Question: Is there an order of magnitude estimate for low mass stars? If you assume that the core is mostly convective, can you get numbers out? Also can you match differences in the power law with different physics?

Massive main sequence stars are all at basically 20 million K core T, and the energy density in radiation depends only on T, so all high-M MS stars have about the same radiant energy density.

Interesting. Why is that? I'm guess that there is some feedback mechanism.

Incidentally, an enormous number of seemingly authoritative web sites will tell you that the luminosity of high-mass stars is set by details of the fusion process, which is complete baloney. The analysis I just gave never needed to mention fusion at all.
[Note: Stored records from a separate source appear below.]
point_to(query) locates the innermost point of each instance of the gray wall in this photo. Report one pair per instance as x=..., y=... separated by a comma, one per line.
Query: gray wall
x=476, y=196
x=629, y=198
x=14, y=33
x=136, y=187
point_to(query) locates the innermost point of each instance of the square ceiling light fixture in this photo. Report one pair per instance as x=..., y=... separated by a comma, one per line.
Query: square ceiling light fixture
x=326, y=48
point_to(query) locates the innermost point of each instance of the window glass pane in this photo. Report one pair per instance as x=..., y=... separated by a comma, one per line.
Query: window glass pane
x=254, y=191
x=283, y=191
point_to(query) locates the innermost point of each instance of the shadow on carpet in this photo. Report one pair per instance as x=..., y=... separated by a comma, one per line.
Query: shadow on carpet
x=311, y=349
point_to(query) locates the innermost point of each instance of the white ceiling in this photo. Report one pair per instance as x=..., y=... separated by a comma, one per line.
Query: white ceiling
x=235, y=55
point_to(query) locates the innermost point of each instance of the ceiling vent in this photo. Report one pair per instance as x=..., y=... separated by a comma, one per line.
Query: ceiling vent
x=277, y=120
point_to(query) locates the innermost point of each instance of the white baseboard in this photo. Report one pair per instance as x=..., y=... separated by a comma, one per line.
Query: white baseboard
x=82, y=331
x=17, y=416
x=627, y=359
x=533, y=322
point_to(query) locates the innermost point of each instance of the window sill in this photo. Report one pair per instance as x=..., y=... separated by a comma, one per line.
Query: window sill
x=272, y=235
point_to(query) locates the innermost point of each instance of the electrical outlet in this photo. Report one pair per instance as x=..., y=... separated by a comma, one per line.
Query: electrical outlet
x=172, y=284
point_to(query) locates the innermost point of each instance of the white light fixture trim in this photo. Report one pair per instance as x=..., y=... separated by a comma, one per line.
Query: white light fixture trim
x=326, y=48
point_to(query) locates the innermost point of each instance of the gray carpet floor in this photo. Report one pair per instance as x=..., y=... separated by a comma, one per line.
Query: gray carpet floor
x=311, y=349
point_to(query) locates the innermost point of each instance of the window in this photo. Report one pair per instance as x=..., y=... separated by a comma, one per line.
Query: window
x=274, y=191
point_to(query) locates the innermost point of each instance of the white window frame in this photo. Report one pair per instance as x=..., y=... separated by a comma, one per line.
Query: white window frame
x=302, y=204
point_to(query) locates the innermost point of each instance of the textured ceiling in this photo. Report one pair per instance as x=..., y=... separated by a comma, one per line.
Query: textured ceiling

Interesting. That means that the physics of the main sequence is an opacity thing, that is independent of the fusion reactions.

Gold Member
Question: Is there an order of magnitude estimate for low mass stars? If you assume that the core is mostly convective, can you get numbers out? Also can you match differences in the power law with different physics?
That's a good question. In the vicinity of the Sun, you have a steeper dependence of L on M, yet convection is not yet dominant, so it's probably more about the complicated opacity in a cooler star. If you go to the lower masses, say <0.5 solar, you're right that convection does become dominant, and there is a general theory about how such stars behave, called the "Hayashi track." Adding the condition that nuclear fusion, rather than gravitational contraction as in protostars, is providing the luminosity, constrains the behavior on the Hayashi track. There might be a simple way to get luminosity under those conditions, I'd have to bone up on that. The problem is that convection is treated with "mixing length theory", which is an approximate approach that is pretty unwieldy and is used more for lack of an alternative than because of its dependability. So the short answer is, "yes you can estimate the luminosity of a convective main-sequence star of given M, but it's not easy, not reliable, and I don't recall how to do it."
Interesting. Why is that? I'm guess that there is some feedback mechanism.
Yes, it is due to the extreme T sensitivity of the fusion process, especially the CNO cycle in massive stars. Tiny increases in T produce huge increases in fusion rate, so this acts like a thermostat on T because it is stabilized by gas pressure (T rises cause adiabatic expansion which drops T back down).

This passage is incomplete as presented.